70-03.JPG (22729 bytes)

The largest and most imposing of the Judd line of mechanical banks is our choice as No. 179 in the numerical classification. This is known as the Mosque Bank, which name is reasonably descriptive of this finely detailed sizeable building type mechanical bank. As a matter of fact, the Mosque is one of the largest in the building group. We have mentioned in previous articles that the Judd line of mechanicals is unusual as compared to those of other companies. Unusual, too, is the size of this bank as compared to the general line produced by Judd. All of their banks are quite small with the exception of the Mosque — a bank with a rather impressive appearance.

The H. L. Judd Company apparently did not do much in the way of patenting their mechanicals. Like most of their banks, no patent papers have been discovered to date that would apply to the Mosque. Again, however, an old Judd catalog is helpful in placing the date of the bank in the 1880’s. With respect to the Judd Company and information concerning same, please see HOBBIES articles for April, 1963, and March, 1966.
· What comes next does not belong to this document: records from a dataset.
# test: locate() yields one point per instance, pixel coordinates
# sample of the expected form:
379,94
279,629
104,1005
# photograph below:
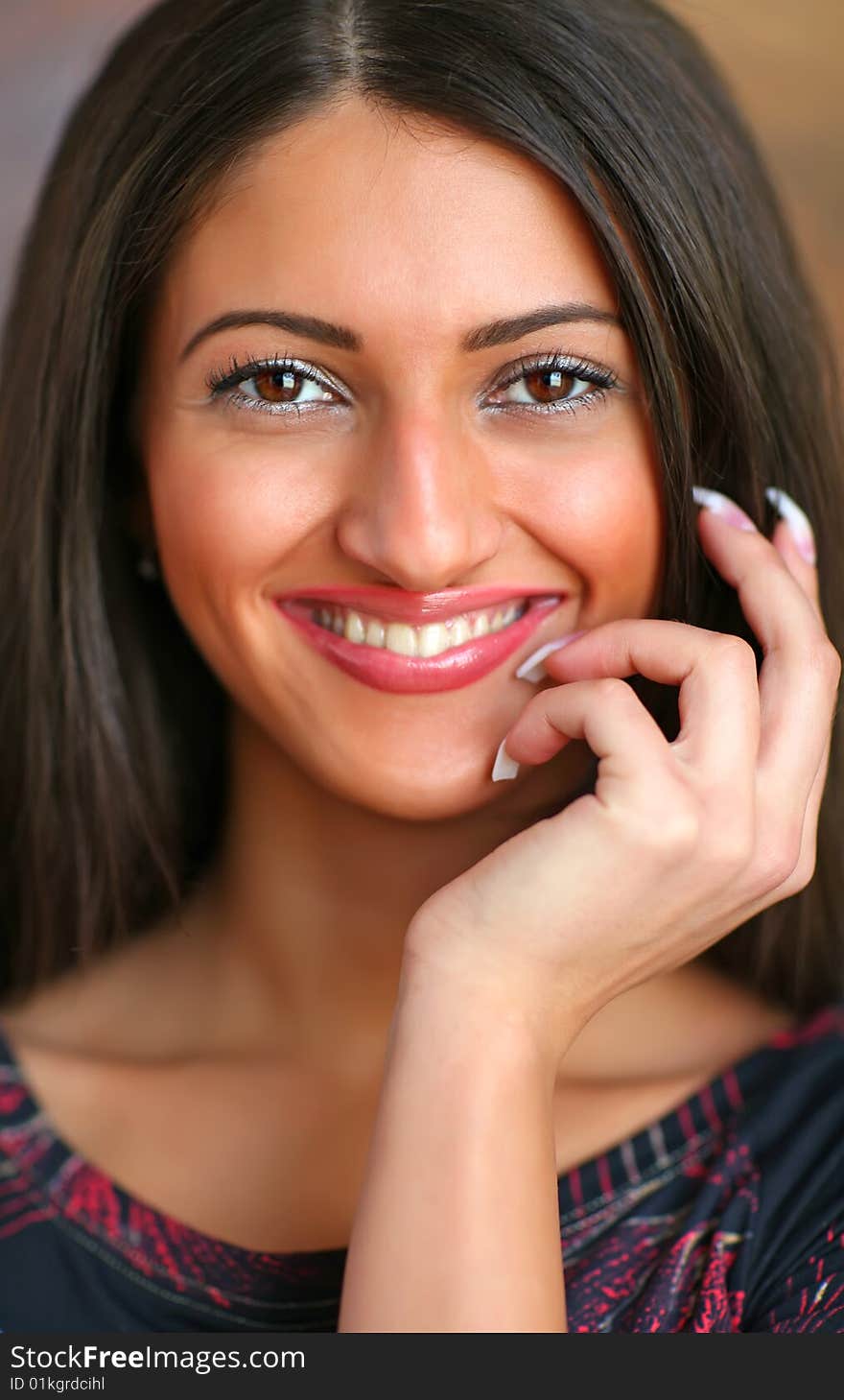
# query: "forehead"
370,217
The bank shown, Figure 1, is in excellent original condition. Found in New England the bank has been in the writer’s collection for years. Like all Judd banks with their several colors of lacquer type finish, the Mosque is an overall brownish color. All the fine lines of the extraordinary casting detail on the building, including the dome, are done in gold. The figure inside the dome and on top of the dome are finished in the brown lacquer only, and this completes the decoration of the bank.

The operation is effective but simple. The figure inside the dome holding a tray over its head is positioned to the front of the bank (see photo) by means of a crank on the side of the building. A coin is placed on the tray and the crank when turned clockwise causes the figure to move counter-clockwise inside the dome. The figure encounters a section which causes the coin to slide off the tray into a trough dropping inside the building.

It would be interesting to know what the designers of the Mosque Bank had in mind with respect to subject matter. The figure inside the dome is somewhat grotesque and it’s difficult to tell just what animal it represents. More than anything else, it would seem to represent a bear — it could be a monkey or a gorilla, however. The figure of the woman on top of the dome holds a wreath in her left hand, possibly representing peace or an award. In any event, it’s a rather interesting bank with excellent casting detail and unique appearance.

* * *

The often heard term of "Piggy Bank" can seldom be used with reference to mechanical banks. As we reach No. 180 in the numerical classification we have chosen a bank that could possibly be referred to as such — the Pig In High Chair. Curiously enough very few pigs are represented in the old mechanicals. Transversely, in the modern category of mechanicals, there are a number of pig types, including the satiric World War II Hitler Squealing Pig.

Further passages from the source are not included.